Norway-based energy company Equinor has signed a memorandum of understanding (MoU) with China Power International Holding (CPIH) to cooperate on the development of offshore wind farms in China and Europe.

CPIH and Equinor to develop offshore wind in China and Europe
Equinor and CPIH signed MoU to collaborate on the development of offshore wind farms in China and Europe. Credit: Equinor ASA.

Norway-based energy company Equinor has signed a memorandum of understanding (MoU) with China Power International Holding (CPIH) to cooperate on the development of offshore windfarms in China and Europe.

The MoU is expected to strengthen and expand the collaboration between the two companies. It was signed by CPIH president Jun Tian and Equinor New Energy Solutions executive vice-president Pål Eitrheim at an event in Beijing, China.

Eitrheim said: “China is rapidly increasing its use of renewables and natural gas. The country is set to become the world’s biggest offshore wind market by 2030. As an offshore wind major, Equinor is excited to collaborate with CPIH to develop offshore wind.”

CPIH is a subsidiary of the state-owned enterprise State Power Investment Corporation (SPIC), and is engaged in the development and operational activities of power projects within traditional and renewable energy.

Tian said: “CPIH, as a leading power generator in China, has been striving to develop its international strategy to become a pioneer of reliable energy provider worldwide.

“We strongly believe the collaboration between CPIH and Equinor in China and Europe will bring vast experience, knowledge and expertise to the industry.
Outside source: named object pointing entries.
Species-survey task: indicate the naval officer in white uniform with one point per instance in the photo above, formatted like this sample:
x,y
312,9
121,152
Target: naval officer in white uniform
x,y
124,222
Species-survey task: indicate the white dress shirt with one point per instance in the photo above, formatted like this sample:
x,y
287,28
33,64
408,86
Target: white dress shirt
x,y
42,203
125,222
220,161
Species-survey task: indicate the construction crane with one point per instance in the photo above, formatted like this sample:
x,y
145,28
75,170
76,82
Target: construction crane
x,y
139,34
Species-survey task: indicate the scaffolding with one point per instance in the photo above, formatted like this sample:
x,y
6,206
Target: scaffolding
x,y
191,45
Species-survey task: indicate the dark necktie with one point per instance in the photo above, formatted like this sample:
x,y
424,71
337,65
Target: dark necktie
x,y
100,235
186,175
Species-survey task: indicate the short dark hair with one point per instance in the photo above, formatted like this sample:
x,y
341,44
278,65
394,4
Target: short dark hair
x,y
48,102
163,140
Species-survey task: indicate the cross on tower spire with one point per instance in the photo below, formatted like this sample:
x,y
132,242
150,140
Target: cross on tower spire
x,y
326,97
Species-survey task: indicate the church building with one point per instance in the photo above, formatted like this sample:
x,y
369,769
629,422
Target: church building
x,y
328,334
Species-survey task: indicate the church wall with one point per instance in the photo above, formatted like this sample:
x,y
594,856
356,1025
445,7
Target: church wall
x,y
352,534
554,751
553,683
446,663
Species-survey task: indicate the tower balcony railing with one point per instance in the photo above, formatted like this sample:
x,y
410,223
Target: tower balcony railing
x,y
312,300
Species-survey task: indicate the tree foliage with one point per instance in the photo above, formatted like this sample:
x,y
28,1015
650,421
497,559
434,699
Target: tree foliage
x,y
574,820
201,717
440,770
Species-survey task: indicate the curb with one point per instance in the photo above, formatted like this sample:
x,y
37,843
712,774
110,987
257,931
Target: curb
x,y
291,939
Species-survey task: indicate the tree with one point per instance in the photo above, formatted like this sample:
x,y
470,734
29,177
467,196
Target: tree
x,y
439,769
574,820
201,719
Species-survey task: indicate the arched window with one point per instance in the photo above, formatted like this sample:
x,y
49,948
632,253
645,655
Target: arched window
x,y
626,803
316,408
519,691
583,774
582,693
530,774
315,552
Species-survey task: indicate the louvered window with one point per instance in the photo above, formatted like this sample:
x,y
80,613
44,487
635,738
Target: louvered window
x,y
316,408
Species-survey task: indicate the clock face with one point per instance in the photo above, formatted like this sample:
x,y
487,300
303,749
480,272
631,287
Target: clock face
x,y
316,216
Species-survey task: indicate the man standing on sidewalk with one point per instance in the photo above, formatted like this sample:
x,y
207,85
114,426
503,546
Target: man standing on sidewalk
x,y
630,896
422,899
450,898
We look forward to deepen this partnership and develop a sustainable energy business together with our partner in both domestic and overseas markets.”

This is not the first MoU that Equinor has signed in Asia this year. In February 2019 it agreed with the Korea National Oil Corporation (KNOC) to jointly explore the opportunities for developing commerical floating offshore windpower in South Korea.

The country is currently pursuing a transition in the energy mix from nuclear and coal to renewable energy. The proportion of renewable energy is set to increase to 20% of South Korea’s total power generation by 2030. The country is expected to have 49GW of new renewable generation capacity by 2030.